If you've ever needed to insert, update, or delete thousands of rows at once — importing a CSV of products, recalculating prices for every item in a catalog, purging old records — you've probably noticed that calling .create() once per row gets slow fast. This page covers mydborm's bulk operations: ways to insert, update, delete, and upsert (insert-or-update) many rows at once, built specifically to handle large datasets without choking your database connection or losing track of partial failures.

Why not just loop over .create()?

Every time you call Product.create(...), mydborm sends one SQL statement to the database and waits for a response before your code moves on — that round trip (your app to the database server and back) has a fixed cost, even for a tiny row. If you insert 10,000 rows in a Python for loop, you pay that round-trip cost 10,000 times.

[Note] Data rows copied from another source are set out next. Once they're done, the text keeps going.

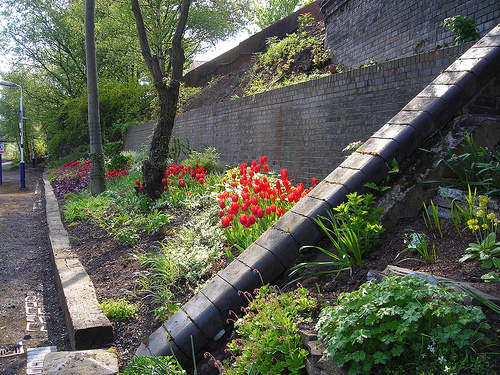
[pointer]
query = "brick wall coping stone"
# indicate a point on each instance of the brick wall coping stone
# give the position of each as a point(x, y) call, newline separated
point(87, 325)
point(205, 315)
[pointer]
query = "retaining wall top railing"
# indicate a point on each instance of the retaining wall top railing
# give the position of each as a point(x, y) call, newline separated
point(204, 316)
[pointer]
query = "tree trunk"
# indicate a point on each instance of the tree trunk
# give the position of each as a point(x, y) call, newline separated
point(97, 181)
point(168, 96)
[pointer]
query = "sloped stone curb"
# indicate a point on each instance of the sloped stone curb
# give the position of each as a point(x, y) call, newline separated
point(279, 246)
point(87, 325)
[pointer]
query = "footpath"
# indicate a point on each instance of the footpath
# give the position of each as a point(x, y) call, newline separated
point(31, 317)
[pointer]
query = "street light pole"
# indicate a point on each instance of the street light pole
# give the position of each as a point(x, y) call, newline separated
point(21, 164)
point(32, 143)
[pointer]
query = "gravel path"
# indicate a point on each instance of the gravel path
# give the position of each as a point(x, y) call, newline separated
point(29, 305)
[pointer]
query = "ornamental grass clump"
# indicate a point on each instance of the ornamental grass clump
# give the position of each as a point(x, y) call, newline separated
point(254, 199)
point(403, 325)
point(269, 341)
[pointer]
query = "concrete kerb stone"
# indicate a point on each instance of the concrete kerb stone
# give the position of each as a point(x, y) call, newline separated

bulk_create() instead builds a single INSERT statement covering many rows and sends it once. One round trip instead of thousands. The difference is dramatic — see Compare bulk vs loop near the end of this page for real numbers.


Basic bulk operations

These four methods live directly on your model class. They're the right tool when your dataset comfortably fits in memory and you don't need retry logic — for anything large enough that a single failure shouldn't lose your whole batch, skip ahead to Chunked bulk operations.

bulk_create()

Insert many records in a single SQL statement:

from mydborm import db, BaseModel, IntField, StrField, BoolField, FloatField

class Product(BaseModel):
    __tablename__ = "products"
    id       = IntField(primary_key=True)
    name     = StrField(max_length=100, nullable=False)
    sku      = StrField(max_length=20,  nullable=False)
    price    = FloatField(nullable=False)
    active   = BoolField(default=True)

# Insert 1000 products in one SQL call — much faster than looping create()
records = [
    {"name": f"Product {i}", "sku": f"P{i:05d}", "price": float(i), "active": True}
    for i in range(1000)
]
count = Product.bulk_create(records)
print(f"Inserted {count} products")   # 1000

records is just a plain list of dicts — one dict per row, with the same keys you'd pass to .create(). bulk_create() validates every record the same way .create() does (checking required fields, types, lengths) and then sends them all as one INSERT statement. It returns the number of rows actually inserted.

bulk_update()

Update many records at once — each dict in the list needs to include whichever field you're using to identify the row (by default, id):

# Get current products
products = Product.filter(active=True)

# Apply 10% discount to all active products
updates = [
    {"id": p["id"], "price": round(p["price"] * 0.9, 2)}
    for p in products
]
count = Product.bulk_update(updates, key="id")
print(f"Updated {count} products")

# Update by custom key field
Product.bulk_update(
    [{"sku": "P00001", "price": 9.99},
     {"sku": "P00002", "price": 19.99}],
    key="sku"
)

Unlike bulk_create(), bulk_update() doesn't combine everything into one statement — under the hood it runs one UPDATE per record (each row can be changing different fields, so they can't always be merged into a single query). It still returns the total number of rows affected.

bulk_delete()

Delete many records by their key value — pass a plain list of IDs (or whatever field you're matching on):

# Delete all inactive products
inactive = Product.filter(active=False)
ids      = [p["id"] for p in inactive]
deleted  = Product.bulk_delete(ids)
print(f"Deleted {deleted} products")

# Delete by custom key
Product.bulk_delete(["P00001", "P00002"], key="sku")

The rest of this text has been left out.